Grâce au miroir placé judicieusement en face de la fenêtre du salon de coiffure installé au cœur de sa ferme, Dominique peut, entre deux coups de peigne, jeter un œil discret à ses vaches.

Avoir réuni en un seul lieu ses deux activités professionnelles, la coiffure et l’élevage bovin, est la bonne idée de cette Ardennaise à l’énergie communicative. Une originalité à l’échelle de tout le pays dont elle s’enorgueillit et un vrai plus pour les habitants du secteur qui vivent dans un environnement déserté par les magasins. À Vendresse, village de 477 habitants, l’activité commerciale se résume à un dépôt de pain et au salon de Dominique Rihoux-Sellier.

Comme à la maison

Mercredi 18 janvier, il est aux environs de 10 heures lorsqu’elle met la dernière touche à la coiffure de Myriam, cliente depuis dix ans, devenue au fil des années une amie. Elle a pris rendez-vous quelques jours avant pour son CCB (coupe, couleur, brushing) mensuel. La sexagénaire, qui a repris une activité d’agent immobilier depuis sa retraite, se doit d’être toujours impeccable. Elle habite Villers-le-Tilleul, la commune d’à côté. « Je n’aime pas les salons en ville. Je ne suis pas fan de ce qui s‘y dit. Je suis issue du milieu agricole alors je me sens particulièrement bien ici. C’est un peu comme à la maison. Dominique est à l’écoute et accessible. Elle sait mettre les gens à l’aise. »

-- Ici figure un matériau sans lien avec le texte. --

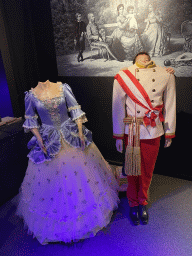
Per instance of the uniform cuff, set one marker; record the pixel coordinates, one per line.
(169, 136)
(118, 136)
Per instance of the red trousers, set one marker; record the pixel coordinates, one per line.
(138, 186)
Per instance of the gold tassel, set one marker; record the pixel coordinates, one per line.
(129, 160)
(136, 161)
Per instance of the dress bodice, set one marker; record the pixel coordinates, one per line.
(56, 123)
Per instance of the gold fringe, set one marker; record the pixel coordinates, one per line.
(129, 160)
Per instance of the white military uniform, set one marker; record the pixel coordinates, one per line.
(160, 87)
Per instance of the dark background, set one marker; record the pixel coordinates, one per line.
(28, 51)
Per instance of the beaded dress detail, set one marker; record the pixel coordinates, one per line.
(67, 194)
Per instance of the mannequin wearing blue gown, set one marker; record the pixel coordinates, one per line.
(69, 191)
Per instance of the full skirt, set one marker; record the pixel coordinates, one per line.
(69, 198)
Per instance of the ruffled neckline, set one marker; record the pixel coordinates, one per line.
(49, 99)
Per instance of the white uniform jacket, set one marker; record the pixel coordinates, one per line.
(160, 87)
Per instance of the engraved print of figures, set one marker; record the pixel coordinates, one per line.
(120, 29)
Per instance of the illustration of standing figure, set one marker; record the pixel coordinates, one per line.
(80, 30)
(154, 37)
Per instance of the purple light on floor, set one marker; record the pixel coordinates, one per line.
(5, 101)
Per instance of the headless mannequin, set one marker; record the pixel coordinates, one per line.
(47, 91)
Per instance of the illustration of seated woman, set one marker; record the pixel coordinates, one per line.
(126, 41)
(69, 191)
(154, 37)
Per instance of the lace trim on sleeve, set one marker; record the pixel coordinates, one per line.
(31, 117)
(81, 119)
(74, 107)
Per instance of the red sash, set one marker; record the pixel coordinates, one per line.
(152, 113)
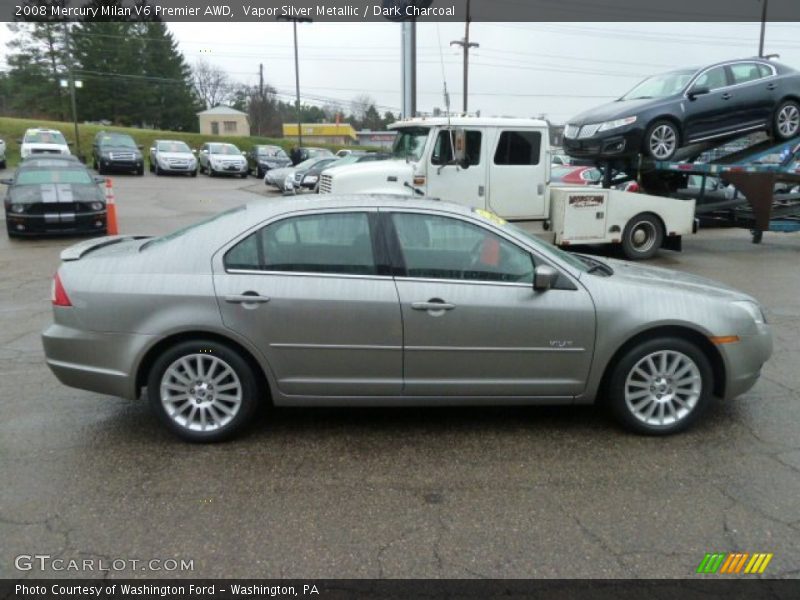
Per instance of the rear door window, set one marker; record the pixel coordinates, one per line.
(336, 243)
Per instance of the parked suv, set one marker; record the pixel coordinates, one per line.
(43, 141)
(172, 156)
(218, 158)
(263, 158)
(116, 152)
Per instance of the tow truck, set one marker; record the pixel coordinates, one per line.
(503, 165)
(760, 177)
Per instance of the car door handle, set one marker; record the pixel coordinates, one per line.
(246, 298)
(433, 305)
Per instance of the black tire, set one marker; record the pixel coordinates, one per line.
(642, 236)
(786, 121)
(666, 131)
(631, 412)
(206, 350)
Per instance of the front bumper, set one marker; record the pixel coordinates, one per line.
(609, 144)
(94, 361)
(744, 360)
(56, 223)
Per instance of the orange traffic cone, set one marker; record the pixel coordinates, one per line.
(111, 210)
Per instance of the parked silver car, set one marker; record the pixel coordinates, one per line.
(365, 300)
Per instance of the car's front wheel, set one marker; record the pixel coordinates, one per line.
(660, 386)
(662, 140)
(787, 120)
(203, 390)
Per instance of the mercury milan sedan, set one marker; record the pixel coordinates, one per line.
(386, 300)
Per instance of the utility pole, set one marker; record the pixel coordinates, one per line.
(72, 89)
(295, 21)
(466, 44)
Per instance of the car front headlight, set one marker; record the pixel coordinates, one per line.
(616, 123)
(754, 310)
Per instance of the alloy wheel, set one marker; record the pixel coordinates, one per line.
(663, 388)
(789, 121)
(201, 392)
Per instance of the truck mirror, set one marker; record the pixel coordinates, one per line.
(459, 137)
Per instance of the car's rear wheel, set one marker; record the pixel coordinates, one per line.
(660, 386)
(203, 390)
(662, 140)
(642, 237)
(787, 120)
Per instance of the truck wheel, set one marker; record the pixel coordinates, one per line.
(642, 237)
(786, 123)
(662, 140)
(660, 386)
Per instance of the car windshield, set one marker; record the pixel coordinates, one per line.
(173, 147)
(45, 176)
(661, 86)
(410, 142)
(117, 141)
(45, 137)
(229, 149)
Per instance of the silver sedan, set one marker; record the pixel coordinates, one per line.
(390, 301)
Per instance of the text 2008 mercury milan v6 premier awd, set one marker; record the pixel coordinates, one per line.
(370, 300)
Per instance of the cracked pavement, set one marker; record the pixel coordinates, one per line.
(460, 493)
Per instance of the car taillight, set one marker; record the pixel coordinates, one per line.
(59, 295)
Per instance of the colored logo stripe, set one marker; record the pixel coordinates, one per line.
(734, 563)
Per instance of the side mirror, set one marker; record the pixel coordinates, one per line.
(544, 277)
(460, 148)
(698, 90)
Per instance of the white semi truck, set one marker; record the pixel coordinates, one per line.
(503, 165)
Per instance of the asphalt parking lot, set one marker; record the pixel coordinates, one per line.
(314, 493)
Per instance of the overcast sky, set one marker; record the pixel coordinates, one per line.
(520, 69)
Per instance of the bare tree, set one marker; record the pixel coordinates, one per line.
(211, 83)
(360, 105)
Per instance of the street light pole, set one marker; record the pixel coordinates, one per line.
(466, 44)
(295, 21)
(72, 89)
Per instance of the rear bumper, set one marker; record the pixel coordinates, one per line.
(56, 224)
(744, 360)
(94, 361)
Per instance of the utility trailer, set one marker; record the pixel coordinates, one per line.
(755, 203)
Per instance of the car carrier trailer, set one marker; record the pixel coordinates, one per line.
(755, 204)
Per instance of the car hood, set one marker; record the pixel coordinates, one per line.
(55, 193)
(40, 146)
(617, 110)
(176, 155)
(682, 283)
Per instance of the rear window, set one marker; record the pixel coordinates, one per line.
(42, 176)
(45, 137)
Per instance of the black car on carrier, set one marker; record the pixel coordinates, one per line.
(676, 109)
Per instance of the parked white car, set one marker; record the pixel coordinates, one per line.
(43, 141)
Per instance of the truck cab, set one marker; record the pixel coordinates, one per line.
(496, 164)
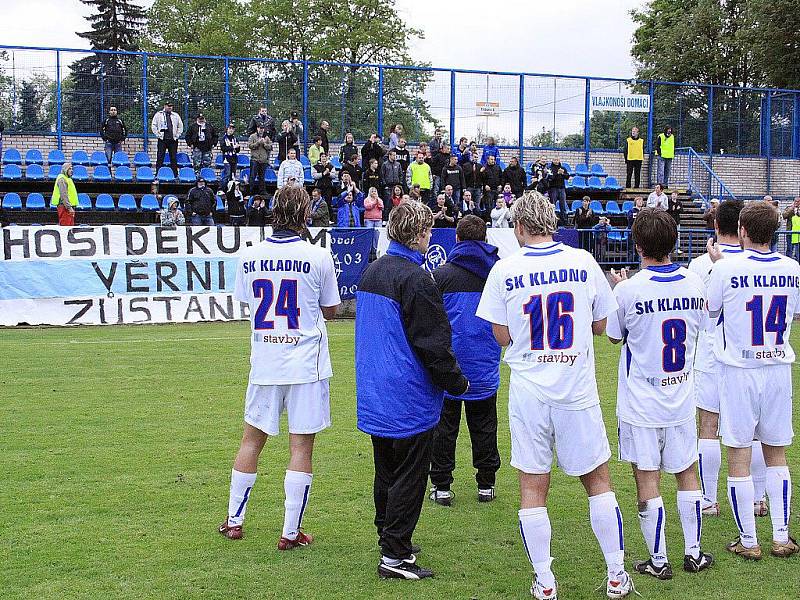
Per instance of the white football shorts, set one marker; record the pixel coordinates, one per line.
(307, 405)
(578, 436)
(756, 404)
(672, 449)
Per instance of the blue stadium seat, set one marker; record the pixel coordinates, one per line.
(12, 157)
(104, 202)
(80, 157)
(12, 201)
(127, 202)
(34, 172)
(12, 171)
(80, 173)
(101, 173)
(165, 174)
(186, 175)
(34, 201)
(149, 202)
(56, 157)
(120, 159)
(98, 157)
(123, 173)
(34, 157)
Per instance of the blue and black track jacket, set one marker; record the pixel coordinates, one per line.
(461, 282)
(404, 358)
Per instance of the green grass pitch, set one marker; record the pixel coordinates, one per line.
(115, 457)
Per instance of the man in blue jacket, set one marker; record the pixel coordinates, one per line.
(401, 321)
(461, 282)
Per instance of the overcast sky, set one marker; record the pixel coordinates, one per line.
(570, 37)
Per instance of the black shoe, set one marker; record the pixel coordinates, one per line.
(407, 569)
(695, 565)
(646, 567)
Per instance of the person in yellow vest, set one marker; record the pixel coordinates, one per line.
(664, 149)
(634, 155)
(65, 196)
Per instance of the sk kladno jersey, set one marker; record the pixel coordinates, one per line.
(285, 280)
(461, 282)
(661, 313)
(757, 295)
(705, 361)
(548, 295)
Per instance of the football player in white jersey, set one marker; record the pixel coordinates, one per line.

La patronne regarde la concurrence avec sérénité, mais surtout de loin. Le premier bac à shampoing se trouve à 15 km, à Poix-Terron, à Le Chesne ou dans la galerie marchande de l’hypermarché situé à l’entrée de Charleville-Mézières, la grande ville la plus proche. Aucun n’est installé comme le sien dans une ferme en fonctionnement, avec de vraies vaches, des parthenaises et des charolaises, qui meuglent pour accueillir les clients. Son troupeau s’est agrandi le matin-même avec une naissance, sous le regard attendri de la propriétaire des lieux qui fait sonner son réveil toutes les nuits à 2h30 pour surveiller les vêlages, à un moment où le reste du pays est profondément endormi.

Un salon tendance

Hormis la localisation, rien ne différencie le salon de Dominique d’un commerce de ville. Installé dans l’ancien fournil de la ferme, rénové avec goût, il arbore une décoration sobre et élégante digne d’un coiffeur haut de gamme. Un grand écart parfaitement assumé avec l’étable située juste en face, où la paille règne en maître et où les naseaux fumant des animaux rappellent la vocation première du lieu.

Dominique Sellier-Rihoux coiffeuse eleveuse Ardennes Alain Lantreibecq


Dominique est agricultrice à 60 %, coiffeuse à 40 % et ardennaise à 100 %. Elle est née il y a 64 ans à quelques mètres de son salon, dans l’une des pièces de la bâtisse principale de la ferme.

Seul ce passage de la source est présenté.